Commits

Alex Gaynor committed 43914da

Draft blog post on coverage.py

Comments (0)

Files changed (1)

blog/draft/coverage.rst

+Making coverage.py faster under PyPy
+====================================
+
+If you've ever tried to run your programs with ``coverage.py`` under PyPy,
+you've probably experienced some incredible slowness. Take this simple
+program:
+
+.. source-code:: python
+
+    def f():
+        return 1
+
+
+    def main():
+        i = 10000000
+        while i:
+            i -= f()
+
+    main()
+
+Running ``time coverage.py run test.py`` five times, and looking at the best
+run, here's how PyPy 2.1 stacks up against CPython 2.7.5:
+
++-------------------------------------------------+
+| Python        | Time    | Normalized to CPython |
++---------------+---------+-----------------------+
+| CPython 2.7.5 | 3.879s  | 1.0x                  |
+| PyPy 2.1      | 53.330s | 13.7x slower          |
++---------------+---------+-----------------------+
+
+Totally ridiculous. I got turned onto this problem because on one of my
+projects CPython takes about 1.5 minutes to run our test suite on the build
+bot, but PyPy takes 8-10 minutes.
+
+So I sat down to address it. And the results:
+
++-------------------------------------------------+
+| Python        | Time    | Normalized to CPython |
++---------------+---------+-----------------------+
+| CPython 2.7.5 | 3.879s  | 1.0x                  |
+| PyPy 2.1      | 53.330s | 13.7x slower          |
+| PyPy head     | 1.433s  | 2.7x faster           |
++---------------+---------+-----------------------+
+
+Not bad.
+
+Technical details
+-----------------
+
+So how'd we do it?

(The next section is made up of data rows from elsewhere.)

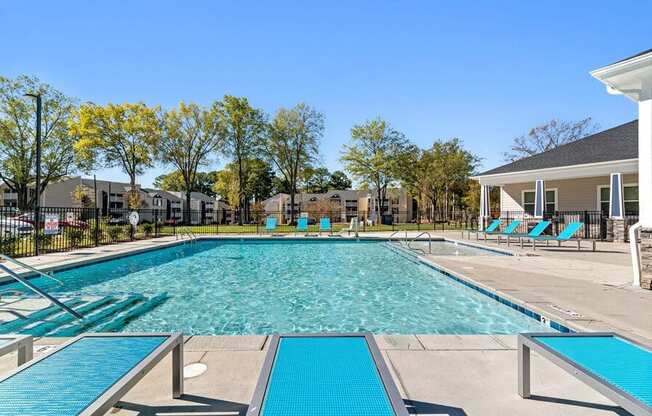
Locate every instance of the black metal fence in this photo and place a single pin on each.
(65, 229)
(595, 222)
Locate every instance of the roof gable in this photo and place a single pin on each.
(617, 143)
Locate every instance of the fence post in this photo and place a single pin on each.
(587, 225)
(97, 227)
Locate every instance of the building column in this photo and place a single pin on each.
(645, 185)
(539, 198)
(616, 207)
(485, 210)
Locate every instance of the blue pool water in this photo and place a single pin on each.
(264, 286)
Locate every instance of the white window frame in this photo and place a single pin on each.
(625, 185)
(555, 190)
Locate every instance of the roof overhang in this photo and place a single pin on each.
(631, 78)
(586, 170)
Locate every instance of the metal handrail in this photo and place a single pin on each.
(30, 268)
(429, 241)
(188, 233)
(40, 292)
(398, 231)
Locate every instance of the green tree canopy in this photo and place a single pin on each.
(293, 143)
(18, 136)
(173, 181)
(373, 156)
(243, 128)
(117, 135)
(190, 136)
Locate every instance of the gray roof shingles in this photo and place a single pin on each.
(617, 143)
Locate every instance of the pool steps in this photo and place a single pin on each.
(106, 313)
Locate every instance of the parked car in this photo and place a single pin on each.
(14, 227)
(63, 222)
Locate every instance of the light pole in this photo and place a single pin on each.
(37, 200)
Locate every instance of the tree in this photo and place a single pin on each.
(260, 177)
(243, 127)
(18, 136)
(117, 135)
(317, 180)
(259, 182)
(339, 180)
(293, 143)
(190, 135)
(548, 136)
(438, 176)
(173, 181)
(373, 157)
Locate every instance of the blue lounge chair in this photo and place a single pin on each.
(270, 224)
(492, 227)
(613, 365)
(325, 375)
(565, 235)
(535, 232)
(89, 374)
(302, 226)
(507, 231)
(325, 225)
(23, 344)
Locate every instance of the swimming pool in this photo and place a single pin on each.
(235, 287)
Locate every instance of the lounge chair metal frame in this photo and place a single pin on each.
(386, 378)
(112, 395)
(528, 342)
(23, 344)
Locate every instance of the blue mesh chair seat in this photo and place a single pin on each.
(88, 375)
(325, 225)
(613, 365)
(325, 375)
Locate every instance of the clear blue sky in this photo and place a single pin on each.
(481, 71)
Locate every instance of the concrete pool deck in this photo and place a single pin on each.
(437, 374)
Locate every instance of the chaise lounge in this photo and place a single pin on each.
(565, 235)
(325, 375)
(89, 374)
(615, 366)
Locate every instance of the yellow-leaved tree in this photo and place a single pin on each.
(117, 135)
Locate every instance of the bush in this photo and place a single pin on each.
(114, 232)
(75, 236)
(9, 244)
(147, 229)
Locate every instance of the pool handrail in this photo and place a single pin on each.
(528, 342)
(30, 268)
(258, 397)
(107, 400)
(23, 344)
(40, 292)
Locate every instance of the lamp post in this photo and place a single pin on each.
(37, 200)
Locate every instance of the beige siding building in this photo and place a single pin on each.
(594, 180)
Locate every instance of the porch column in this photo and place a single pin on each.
(539, 198)
(645, 185)
(616, 207)
(485, 211)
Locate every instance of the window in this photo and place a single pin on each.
(528, 201)
(630, 197)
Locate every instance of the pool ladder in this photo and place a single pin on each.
(407, 242)
(34, 288)
(184, 231)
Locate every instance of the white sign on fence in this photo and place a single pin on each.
(51, 225)
(134, 218)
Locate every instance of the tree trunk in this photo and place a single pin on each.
(187, 214)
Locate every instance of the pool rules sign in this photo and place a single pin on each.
(51, 225)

Previous, using ``sys.settrace()`` (which ``coverage.py``
+uses under the hood) disabled the JIT. Except it didn't just disable the JIT,
+it did it in a particularly insidious way, the JIT had no idea it was being
+disabled!
+
+Instead, every time PyPy discovered one of your functions was a hotspot, it
+would start tracing, to observe what the program was doing, and right when it
+was about to finish, ``coverage`` would run, and it would cause the JIT to
+abort. Tracing is a slow process, it makes up for it by generating fast machine
+code at the end, but tracing is still incredibly slow. But we never actually
+got to the "generate fast machine code" stage. Instead we'd pay all the cost of
+tracing, but then we'd abort, and reap none of the benefits.
+
+To fix this, we adjusted some of the heuristics in the JIT, to better show it
+how ``sys.settrace()`` works. Previous the JIT saw "here's an opaque function
+which gets the frame object, I wonder if it messes with the frame!" Now we let
+the JIT look inside the trace function, so it's able to see that
+``coverage.py`` isn't messing with the frame in any weird ways, it's just
+reading the line number and file path out of it.
+
+I asked several friends in the VM implementation and research field if they
+were aware of any other research into making VMs stay fast when debugging tools
+like ``coverage.py`` are running. No one I spoke to was aware of any, so I'm
+pleased to say that PyPy is quite possibly the first VM to work on optimizing
+code in debugging mode! This is possible because of our years spent investing
+in meta-tracing research.
+
+Happy testing,
+Alex